China’s much-anticipated plan to tackle income inequality has struggled to reach a consensus, writes the Carnegie Endowment’s Yukon Huang in The Wall Street Journal:
The debate was unusually broad, ranging from the need for property taxes and agricultural support prices to the role of the state in influencing returns to firms and labor. Given the lack of details and firm targets, it’s not clear whether this plan will effectively tackle the sources of inequality that are most harmful to development.
Rapidly growing economies tend to experience widening disparities. China’s growth has lifted some 600 million out of poverty even as its Gini coefficient, a measure of income inequality, has soared to 0.47 today from 0.25 in the mid-1980s. Although high, China’s Gini is comparable to that of the U.S. and other relatively successfully Asian economies such as Singapore and Malaysia.
The Gini number is less important than the reasons behind it. Inequality is positive when it emanates from productivity increases, entrepreneurial risk-taking and structural changes that produce sustained growth. Harmful inequality comes from distortions that ultimately undermine the development process.
It is the latter kind of inequality that Beijing has been slow to address. First, policy distortions have exaggerated geographical disparities. Second, the government budget has failed to provide equal access to social services. And finally, links between government-party officials and commercial activities have led to excessive rent-seeking.
For The Diplomat, Eve Cary writes that time will tell if the Communist Party can execute on its plan and preserve its legitimacy:
Indeed, the plan, in development for several years, is quite ambitious. It is the specific points–such as garnishing more profits from SOEs and spending more on social services–that have a better chance of success, though at first they may face considerable political pushback. It will be interesting to see how far these reforms go, considering that the new Politburo Standing Committee is dominated by the Jiang faction, with 6 of the 7 protégés of the former president, according to Brookings Institution scholar Cheng Li. Of those 6, 4 are princelings, or sons of Chinese Communist Party revolutionary heroes. In general, Jiang’s faction- sometimes referred to as the Shanghai gang- and the princelings promote the interests of the middle class, entrepreneurs, and the coast, as opposed to the populists, who tend to promote the interests of the common people.
There are other reforms in the pipeline, as well. Last November the State Council backed policy changes that aim to strengthen the property rights of farmers, including such measures as identifying and registering land, and issuing land ownership certificates to farmers. This policy was pushed through by outgoing populist premier Wen Jiabao. Affordable housing has also been a hot issue: in 2012, the central government allocated 37.1 billion dollars (233.26 billion yuan) for subsidized housing projects, up almost 40% from the previous year.
Of all the problems that China faces in the next 25 years, the income gap–and all of the associated issues–is perhaps the most dangerous for the Communist Party and future social stability. For example, in its 2013 Social Development Blue Book, the Chinese Academy of Social Sciences notes that there have been 100,000 “mass incidents” (large protests) every year for several years, and that half of these protests are related to land grabs.

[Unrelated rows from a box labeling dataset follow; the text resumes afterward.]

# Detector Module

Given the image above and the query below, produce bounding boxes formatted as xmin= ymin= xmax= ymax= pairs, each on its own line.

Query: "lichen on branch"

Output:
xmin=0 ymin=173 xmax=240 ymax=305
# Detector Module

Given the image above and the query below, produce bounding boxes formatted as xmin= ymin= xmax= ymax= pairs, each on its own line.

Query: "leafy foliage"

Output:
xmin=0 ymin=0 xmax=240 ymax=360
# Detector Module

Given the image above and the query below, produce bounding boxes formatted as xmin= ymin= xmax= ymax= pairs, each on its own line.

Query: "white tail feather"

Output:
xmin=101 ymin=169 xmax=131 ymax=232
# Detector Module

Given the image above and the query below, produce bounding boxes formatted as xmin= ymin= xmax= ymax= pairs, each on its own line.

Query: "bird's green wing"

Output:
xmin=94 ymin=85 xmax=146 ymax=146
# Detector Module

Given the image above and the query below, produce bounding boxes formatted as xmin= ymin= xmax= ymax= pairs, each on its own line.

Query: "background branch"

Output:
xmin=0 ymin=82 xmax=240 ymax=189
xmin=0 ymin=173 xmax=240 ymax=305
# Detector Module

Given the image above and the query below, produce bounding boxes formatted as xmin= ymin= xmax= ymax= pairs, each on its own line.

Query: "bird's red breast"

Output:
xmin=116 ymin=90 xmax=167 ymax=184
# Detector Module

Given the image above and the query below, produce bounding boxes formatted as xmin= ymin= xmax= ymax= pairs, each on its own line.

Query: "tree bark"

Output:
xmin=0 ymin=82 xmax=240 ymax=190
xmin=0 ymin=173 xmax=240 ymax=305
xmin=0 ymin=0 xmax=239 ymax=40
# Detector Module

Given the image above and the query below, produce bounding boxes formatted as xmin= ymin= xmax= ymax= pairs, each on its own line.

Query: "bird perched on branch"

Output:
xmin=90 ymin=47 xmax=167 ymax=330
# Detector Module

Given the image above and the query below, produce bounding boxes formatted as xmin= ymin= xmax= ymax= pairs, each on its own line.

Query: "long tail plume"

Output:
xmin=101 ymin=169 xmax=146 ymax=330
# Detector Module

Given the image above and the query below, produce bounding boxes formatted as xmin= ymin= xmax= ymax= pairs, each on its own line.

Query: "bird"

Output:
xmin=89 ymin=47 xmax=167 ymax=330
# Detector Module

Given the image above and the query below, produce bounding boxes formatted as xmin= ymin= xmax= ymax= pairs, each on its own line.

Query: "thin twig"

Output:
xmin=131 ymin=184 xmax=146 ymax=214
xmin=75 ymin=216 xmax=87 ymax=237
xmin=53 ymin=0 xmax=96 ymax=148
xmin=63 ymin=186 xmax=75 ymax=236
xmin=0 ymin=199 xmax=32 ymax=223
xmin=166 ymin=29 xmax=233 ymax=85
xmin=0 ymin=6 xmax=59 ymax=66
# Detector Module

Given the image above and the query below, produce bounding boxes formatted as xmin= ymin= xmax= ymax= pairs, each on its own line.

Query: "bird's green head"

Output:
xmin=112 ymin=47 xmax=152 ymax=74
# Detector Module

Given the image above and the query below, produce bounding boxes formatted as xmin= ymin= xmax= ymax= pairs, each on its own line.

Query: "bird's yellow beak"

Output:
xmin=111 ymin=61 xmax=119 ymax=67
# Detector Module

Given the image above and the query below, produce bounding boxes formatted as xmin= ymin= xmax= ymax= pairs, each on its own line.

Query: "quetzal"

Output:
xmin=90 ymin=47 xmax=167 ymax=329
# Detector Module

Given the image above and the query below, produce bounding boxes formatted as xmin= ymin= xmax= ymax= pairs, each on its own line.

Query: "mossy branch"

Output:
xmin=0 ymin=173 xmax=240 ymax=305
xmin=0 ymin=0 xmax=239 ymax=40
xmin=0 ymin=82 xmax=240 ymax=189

It has become a commonly-held belief among China watchers that the CCP has remained in power through a Faustian bargain with its people–it retains power as long as it maintains economic growth. With so many left behind, there is a growing contingent who are left out of this deal, and they are become increasingly vocal. Despite the elitist bent of the new Standing Committee, one hopes that they have the foresight to continue to focus on this critical issue, and develop effective solutions to it.